The development and future trends of China's AI industry are also like this, and entrepreneurs with AI idealism are key to driving industry progress. As early as 2012, Li Yanhong aimed at the field of artificial intelligence, taking the lead in realizing that the turning point of AI development was coming, and initiated a plan to acquire the Hinton team that had just completed AlexNet. The team also included the later "Father of ChatGPT" Ilya Sutskever. At that time, Google, Microsoft, and DeepMind also participated in the auction, and Baidu has always bid the highest in the bidding, up to 44 million. Although due to Hinton's physical condition and other reasons, the final cooperation with Baidu was not possible, but on the stage of changing the artificial intelligence revolution, the world vision and perspective of Chinese companies made the AI academic community sigh. "AI Godfather", one of the initiators of deep learning Yang Lequn sighed: Baidu is one of the first large companies to deploy commercial deep learning systems, even ahead of Google and Microsoft.
Over the past decade, as an entrepreneur, Li Yanhong has focused Baidu's decade-long layout on the AI field on the one hand, and on the other hand, as an individual, he has continued to spread his idealism, whether to national leaders, entrepreneurs, media, or friends, students, and geeks, he never misses any opportunity to "preach" AI. In the consecutive 8 "Two Sessions", Li Yanhong proposed 13 AI-related proposals. In the persistence of a decade of "preaching" and industrial landing, more and more companies have also seen the value of AI technology and have begun to pay attention to AI investment, and the confidence of Internet technology companies to develop artificial intelligence has also become more firm.

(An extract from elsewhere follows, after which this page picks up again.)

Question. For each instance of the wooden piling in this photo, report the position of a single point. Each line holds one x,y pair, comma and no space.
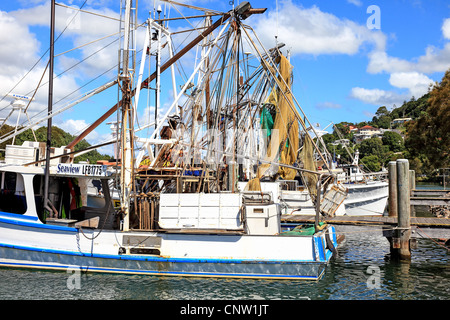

The idealism of AI has gone from concept to landing, and the foundation is to focus on talent training. In 2013, Li Yanhong established the Baidu Deep Learning Laboratory and served as the dean. This is the world's first enterprise-level laboratory named "deep learning". Since then, the Chinese AI field has begun to recruit talents, stabilize the foundation, and embark on a 10-year exploration journey. In 2014, Wu Enchu, the leader of Google's cat, joined Baidu's deep learning as the chief scientist, responsible for the Baidu Brain project, and trained many core technical backbones of China's AI industry. In 2017, Wang Haifeng took over from Wu Enchu and built AIG (AI Technology Platform System), which later developed into the National Engineering Research Center for Deep Learning Technology and Application. In 2023, Wang Haifeng released Baidu's talent training Star River Plan, announcing a vision to train 5 million large model talents for society.
Over the past decade, Baidu has not only gradually formed a skeleton of AI technical talents from 0 to 1, stabilizing the basic plate of China's AI development, but also continuously expanding the ranks of AI idealists, preparing for the Chinese AI industry in the next transformative wave. In 2021, Li Yanhong mentioned in his letter to shareholders: "Baidu has determination and patience. Because we know that the most cutting-edge technology waves cannot be waited, you must layout 10 years, 20 years in advance." Looking at the present, not only has Baidu, which was laid out 10 years in advance, achieved ecological leadership, but China's AI industry has also stood in the global artificial intelligence wave.